In 1842, when Christiana was entering her teens, the family house was sold. Soon after, William Edmunds's state of mind must have become a trial for his family and affected them in deep, if differing, ways. ‘He was very strange in his manner ... He raved about having millions of money, and attempted to knock down his medical man with a ruler.' So stated an aged Ann Christiana Edmunds at her daughter's trial, as she revealed the story of William Edmunds's shadowy afterlife in the most cursory, if sensational, terms. Her deposition formed the only defence that could be offered for Christiana – a defence of hereditary insanity. But madness in the family has many more ways of affecting its members than the Victorian understanding of heredity gives room for. William's wild behaviour, the content of his ravings, his wife and children's ways of coping with it, the shame of his confinement to an institution, the poverty this in turn brought on the family – all of this affected its members as much as any loose notion of heredity.
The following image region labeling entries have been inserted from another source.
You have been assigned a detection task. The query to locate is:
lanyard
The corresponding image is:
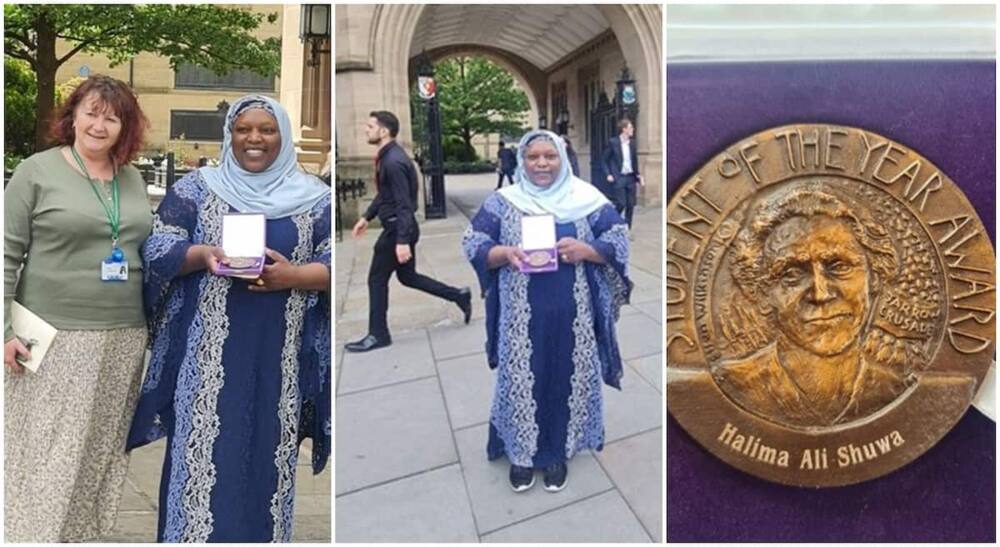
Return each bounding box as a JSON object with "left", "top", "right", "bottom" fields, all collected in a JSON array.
[{"left": 69, "top": 146, "right": 121, "bottom": 248}]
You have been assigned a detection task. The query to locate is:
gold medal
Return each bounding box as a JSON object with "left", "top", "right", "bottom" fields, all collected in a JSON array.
[{"left": 666, "top": 124, "right": 996, "bottom": 486}]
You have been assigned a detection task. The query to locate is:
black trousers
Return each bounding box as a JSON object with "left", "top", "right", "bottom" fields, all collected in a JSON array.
[
  {"left": 368, "top": 223, "right": 460, "bottom": 340},
  {"left": 612, "top": 174, "right": 639, "bottom": 229},
  {"left": 497, "top": 171, "right": 514, "bottom": 190}
]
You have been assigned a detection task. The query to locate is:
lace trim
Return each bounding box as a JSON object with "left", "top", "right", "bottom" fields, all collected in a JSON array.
[
  {"left": 462, "top": 224, "right": 493, "bottom": 261},
  {"left": 566, "top": 220, "right": 604, "bottom": 458},
  {"left": 153, "top": 214, "right": 188, "bottom": 241},
  {"left": 597, "top": 224, "right": 629, "bottom": 316},
  {"left": 483, "top": 200, "right": 539, "bottom": 467},
  {"left": 173, "top": 194, "right": 232, "bottom": 543},
  {"left": 313, "top": 238, "right": 332, "bottom": 255},
  {"left": 142, "top": 283, "right": 184, "bottom": 394},
  {"left": 271, "top": 213, "right": 313, "bottom": 542}
]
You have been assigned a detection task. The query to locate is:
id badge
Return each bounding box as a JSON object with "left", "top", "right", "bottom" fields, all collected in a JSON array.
[{"left": 101, "top": 257, "right": 128, "bottom": 282}]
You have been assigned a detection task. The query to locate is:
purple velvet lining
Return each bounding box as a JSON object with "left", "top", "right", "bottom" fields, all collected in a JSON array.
[{"left": 666, "top": 61, "right": 996, "bottom": 542}]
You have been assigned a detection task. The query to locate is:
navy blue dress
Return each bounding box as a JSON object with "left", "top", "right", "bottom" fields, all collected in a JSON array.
[
  {"left": 462, "top": 194, "right": 631, "bottom": 468},
  {"left": 128, "top": 172, "right": 331, "bottom": 542}
]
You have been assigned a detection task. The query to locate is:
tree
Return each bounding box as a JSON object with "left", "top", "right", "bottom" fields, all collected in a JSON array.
[
  {"left": 434, "top": 57, "right": 531, "bottom": 159},
  {"left": 3, "top": 58, "right": 38, "bottom": 158},
  {"left": 4, "top": 4, "right": 280, "bottom": 150}
]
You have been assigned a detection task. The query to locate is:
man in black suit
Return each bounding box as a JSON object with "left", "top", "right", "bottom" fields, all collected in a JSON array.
[
  {"left": 601, "top": 118, "right": 643, "bottom": 229},
  {"left": 344, "top": 110, "right": 472, "bottom": 352}
]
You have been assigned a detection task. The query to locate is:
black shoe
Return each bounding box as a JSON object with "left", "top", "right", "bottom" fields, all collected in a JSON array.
[
  {"left": 510, "top": 465, "right": 535, "bottom": 493},
  {"left": 455, "top": 287, "right": 472, "bottom": 325},
  {"left": 542, "top": 463, "right": 567, "bottom": 492},
  {"left": 344, "top": 334, "right": 392, "bottom": 353}
]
‘In 1843 my husband became insane and was sent to a private lunatic asylum at Southall, where he was confined till August 1844 ... He had to be confined in a strait jacket before going to the asylum. He had two attendants before he was sent there.' So stated Mrs Edmunds. Sydney Cornish Harrington of Datchworth, her son's brother-in-law, amplified this in the ‘memorial' or affidavit he produced to plead Christiana's pardon after her trial: William Edmunds in his manic state had talked of his ‘immense wealth and the vast number of cities that he had built' to his two listening attendants, before trying to overpower them. Only his wife, when called, could finally settle and command him.

Violent, William was described as a ‘dangerous lunatic' by the proprietor of the Southall Park Asylum to which he was sent. This was a small private establishment, family-run and, like many of its kind, once a handsome residence now converted to new use. It had been opened in 1838 by the reputed Sir William Charles Ellis (1780–1839), whose humane methods of caring for the mad had been inspired by the Quaker William Tuke's famous York Retreat.

Like many of the early-nineteenth-century mind doctors, Ellis believed that work and the discipline it provided were crucial to providing possible cures for those who suffered madness. He had brought these principles to his work as superintendent of the large Wakefield Asylum, from where he had been recruited to the giant Hanwell Asylum in Middlesex. Here he put in place what were then considered progressive ‘moral', by which were meant psychological treatment techniques. After political disagreements with the Middlesex magistrates, Ellis and his wife – ever a partner in his asylum management – left Hanwell and established the private Southall Park asylum in the vicinity. Advertised as a retreat suitable ‘for any Lady or Gentleman whose mental state may require a separation from their immediate friends and connexions', the asylum offered gardens and grounds for outdoor exercise and relaxation as well as horses, billiards, music, cheerful views and the sense of a home away from home.

By the time William Edmunds arrived at Southall Park, Ellis had
been dead for some four years and the premises were licensed to a Dr J. B. Steward, who testified at Christiana's trial. He described her father as being fond of good living, but not a hard drinker. The spur to his malady was, perhaps appropriately for an architect, ‘the loss of the sale of a house'. Acute mania characterized him on admission. He was ‘violent and restless', and ‘talked nonsense', insisting he was worth millions. William Edmunds, it was clear, had his idee fixe: he felt he had been cheated out of an elevated public position, one he couldn't live without. Eventually he became ‘paralyzed'. The ‘paralysis' Dr Steward mentions in his deposition is the catch-all classification of the later 1800s: ‘general paralysis of the insane'. Only in 1913 were its symptoms definitively linked to the ravages of tertiary syphilis. If William Edmunds did indeed have syphilis, this may also account for the ‘epilepsy' and ‘idiocy', or learning difficulties, that the youngest Edmunds, Arthur Burn, was said to suffer from, though there is no indication that Mrs Edmunds was affected.